Moving averages on the 15-minute chart indicate a cross above the 20-period line in the morning, supporting the initial bullish phase. However, the 50-period line acted as a resistance during the consolidation phase, with the 50SMA currently at $9.63. On the daily chart, the 50-period and 200-period lines are converging, forming a potential golden cross scenario if bullish momentum continues. MACD showed a positive divergence during the morning rally, confirming the strength of that move, while RSI stayed within a neutral range (45–60), indicating no strong overbought or oversold conditions.

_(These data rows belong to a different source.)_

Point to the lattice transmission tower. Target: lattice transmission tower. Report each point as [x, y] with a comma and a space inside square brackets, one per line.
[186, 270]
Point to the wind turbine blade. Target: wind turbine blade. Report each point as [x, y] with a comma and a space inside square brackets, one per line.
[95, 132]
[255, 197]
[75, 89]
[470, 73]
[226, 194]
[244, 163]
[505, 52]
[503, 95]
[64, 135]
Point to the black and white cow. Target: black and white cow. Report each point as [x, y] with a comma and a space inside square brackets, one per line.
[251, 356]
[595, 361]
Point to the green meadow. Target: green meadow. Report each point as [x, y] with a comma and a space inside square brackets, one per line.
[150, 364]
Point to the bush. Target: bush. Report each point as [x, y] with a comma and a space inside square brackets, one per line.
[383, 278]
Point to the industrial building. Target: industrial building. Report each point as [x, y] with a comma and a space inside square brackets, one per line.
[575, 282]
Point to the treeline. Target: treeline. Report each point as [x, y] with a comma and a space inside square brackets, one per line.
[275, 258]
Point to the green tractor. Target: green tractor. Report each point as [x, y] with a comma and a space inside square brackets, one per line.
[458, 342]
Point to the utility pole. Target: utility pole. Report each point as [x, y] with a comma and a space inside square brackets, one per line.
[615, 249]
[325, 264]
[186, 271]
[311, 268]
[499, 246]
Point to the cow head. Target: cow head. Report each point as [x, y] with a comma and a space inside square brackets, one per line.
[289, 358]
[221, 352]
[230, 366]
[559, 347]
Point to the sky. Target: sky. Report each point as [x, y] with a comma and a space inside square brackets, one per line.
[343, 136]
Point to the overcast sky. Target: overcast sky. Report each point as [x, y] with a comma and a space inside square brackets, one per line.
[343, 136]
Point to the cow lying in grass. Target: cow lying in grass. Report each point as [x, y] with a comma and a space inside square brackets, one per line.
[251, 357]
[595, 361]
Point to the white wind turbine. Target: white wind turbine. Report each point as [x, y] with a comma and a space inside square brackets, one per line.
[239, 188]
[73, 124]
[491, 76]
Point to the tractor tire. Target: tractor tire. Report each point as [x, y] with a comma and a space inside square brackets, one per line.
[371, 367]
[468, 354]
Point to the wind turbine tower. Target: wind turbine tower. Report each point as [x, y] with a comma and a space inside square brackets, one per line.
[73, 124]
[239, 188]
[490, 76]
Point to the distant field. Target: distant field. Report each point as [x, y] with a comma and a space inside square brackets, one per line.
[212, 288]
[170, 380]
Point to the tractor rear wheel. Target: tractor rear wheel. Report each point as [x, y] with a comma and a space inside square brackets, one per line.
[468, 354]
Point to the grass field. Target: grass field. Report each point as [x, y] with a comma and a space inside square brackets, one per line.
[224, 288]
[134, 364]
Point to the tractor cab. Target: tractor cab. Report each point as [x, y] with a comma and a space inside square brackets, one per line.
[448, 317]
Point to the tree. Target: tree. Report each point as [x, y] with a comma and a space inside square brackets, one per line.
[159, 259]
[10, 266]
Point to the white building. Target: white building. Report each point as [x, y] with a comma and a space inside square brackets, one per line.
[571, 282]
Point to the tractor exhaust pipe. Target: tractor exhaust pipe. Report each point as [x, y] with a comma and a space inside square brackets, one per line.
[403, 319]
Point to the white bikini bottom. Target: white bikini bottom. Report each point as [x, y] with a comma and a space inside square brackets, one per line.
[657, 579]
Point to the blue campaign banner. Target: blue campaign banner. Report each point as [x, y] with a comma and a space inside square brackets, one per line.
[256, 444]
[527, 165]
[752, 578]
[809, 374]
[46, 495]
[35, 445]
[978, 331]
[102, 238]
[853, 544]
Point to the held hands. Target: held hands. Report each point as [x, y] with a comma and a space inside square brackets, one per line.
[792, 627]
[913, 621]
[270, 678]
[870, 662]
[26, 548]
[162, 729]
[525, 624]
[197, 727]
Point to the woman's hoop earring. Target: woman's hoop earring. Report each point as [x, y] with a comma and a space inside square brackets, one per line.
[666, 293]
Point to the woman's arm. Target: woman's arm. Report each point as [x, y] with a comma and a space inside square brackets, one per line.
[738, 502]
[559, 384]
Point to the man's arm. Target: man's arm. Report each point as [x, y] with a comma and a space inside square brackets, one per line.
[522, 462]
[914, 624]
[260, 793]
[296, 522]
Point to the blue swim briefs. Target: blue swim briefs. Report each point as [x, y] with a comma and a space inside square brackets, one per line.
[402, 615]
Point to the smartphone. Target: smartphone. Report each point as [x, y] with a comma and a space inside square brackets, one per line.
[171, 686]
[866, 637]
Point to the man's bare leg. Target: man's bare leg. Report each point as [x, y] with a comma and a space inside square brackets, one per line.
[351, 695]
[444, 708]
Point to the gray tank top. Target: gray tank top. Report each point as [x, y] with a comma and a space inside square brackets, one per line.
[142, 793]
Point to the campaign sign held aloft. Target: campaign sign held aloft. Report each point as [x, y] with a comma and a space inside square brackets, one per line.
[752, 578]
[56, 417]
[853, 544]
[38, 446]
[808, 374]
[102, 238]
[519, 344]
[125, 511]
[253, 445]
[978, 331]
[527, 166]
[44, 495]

Bollinger Bands displayed moderate volatility, with price fluctuating between the upper and lower bands during the initial phases but stabilizing near the lower band in the late session. This suggests that traders are anticipating a potential bounce from $9.45–$9.50. A sustained move above the upper band would indicate a breakout scenario, but current positioning points to range-bound trading. Volume and turnover confirmed the bearish reversal in the late afternoon, with a peak of $124,539 in turnover at $9.60.